S&P Global has rolled out a series of integrations with Amazon Web Services (AWS).
This collaboration, announced in a Monday (Dec. 1) news release, is designed to let S&P customers use artificial intelligence (AI) agents to get answers to “complex market, financial, and energy-related questions” from S&P Global directly within their AWS environments.
S&P’s data is now available through two new model context protocol (MCP) server integrations with Amazon Quick Suite, the release added.
“Bringing S&P Global’s data to Amazon Quick Suite enables financial professionals to harness the power of agentic AI and trusted market, financial, and energy intelligence directly in their workflows,” said Scott Mullins, managing director of worldwide financial services at AWS.
“This integration reflects our shared vision to deliver access to financial intelligence through advanced AI capabilities, together with the security, resiliency, and reliability required when working with mission-critical data and AI-driven insights.”
According to the release, these integrations expand the reach of S&P Global across the burgeoning ecosystem of generative and agentic AI solutions.
Meanwhile, recent research from PYMNTS Intelligence finds that the rise of agentic AI — a technology that can produce results, carry out decisions and take actions on its own to reach predefined goals — is not adhering to a uniform adoption curve.

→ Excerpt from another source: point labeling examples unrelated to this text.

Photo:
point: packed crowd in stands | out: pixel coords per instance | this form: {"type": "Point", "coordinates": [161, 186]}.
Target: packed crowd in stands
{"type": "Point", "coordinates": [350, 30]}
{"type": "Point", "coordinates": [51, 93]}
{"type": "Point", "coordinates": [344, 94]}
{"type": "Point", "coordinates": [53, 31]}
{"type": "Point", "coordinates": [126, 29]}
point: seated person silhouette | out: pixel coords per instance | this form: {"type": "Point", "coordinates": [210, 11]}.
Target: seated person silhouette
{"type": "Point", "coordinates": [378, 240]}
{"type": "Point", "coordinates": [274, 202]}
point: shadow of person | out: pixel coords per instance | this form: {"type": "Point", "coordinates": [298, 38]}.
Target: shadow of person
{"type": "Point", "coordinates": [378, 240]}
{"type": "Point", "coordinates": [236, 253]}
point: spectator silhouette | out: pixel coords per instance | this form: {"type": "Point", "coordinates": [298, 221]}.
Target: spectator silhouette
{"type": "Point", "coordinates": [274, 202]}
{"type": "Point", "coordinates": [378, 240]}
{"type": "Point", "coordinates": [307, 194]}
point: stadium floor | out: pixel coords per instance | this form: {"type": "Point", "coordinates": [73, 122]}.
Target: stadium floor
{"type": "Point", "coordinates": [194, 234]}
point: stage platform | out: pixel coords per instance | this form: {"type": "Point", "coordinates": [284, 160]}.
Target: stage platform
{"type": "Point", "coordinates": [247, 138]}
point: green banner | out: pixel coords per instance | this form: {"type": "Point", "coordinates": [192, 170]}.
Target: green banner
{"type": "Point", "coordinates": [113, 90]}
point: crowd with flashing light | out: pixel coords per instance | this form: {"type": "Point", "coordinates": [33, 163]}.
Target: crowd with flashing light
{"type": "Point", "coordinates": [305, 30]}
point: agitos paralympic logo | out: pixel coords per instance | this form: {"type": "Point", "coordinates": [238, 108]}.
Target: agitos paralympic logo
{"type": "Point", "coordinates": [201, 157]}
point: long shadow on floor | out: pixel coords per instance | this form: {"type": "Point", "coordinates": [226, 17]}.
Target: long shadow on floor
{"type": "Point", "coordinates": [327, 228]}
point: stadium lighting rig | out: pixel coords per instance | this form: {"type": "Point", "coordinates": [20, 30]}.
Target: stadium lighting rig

“For enterprises that spent the past decade weaving automation deep into their systems, agentic AI is the logical next step,” PYMNTS wrote last week. “For companies still operating with moderate or minimal automation, it is a leap they don’t yet know how to make.”
Enterprises already comfortable with automation are forging ahead, and more than 90% of product leaders are turning to outside vendors or consultants to help implement agentic artificial intelligence instead of developing a solution in-house. However, others are showing more reluctance. This is not due to a lack of technology, but because of readiness, culture and risk tolerance.
“The result is a ‘two-speed’ enterprise landscape: one group racing confidently toward autonomous systems, and another watching from the sidelines, unsure of how, or even whether, to follow,” the report added.
Another PYMNTS Intelligence report, “From Zero to Beta: How Agentic AI Just Entered the Enterprise Fast Lane,” found that among the companies that fall into the highest automation bracket, one-quarter of them had adopted agentic AI by August, while another 25% planned to adopt it within a year.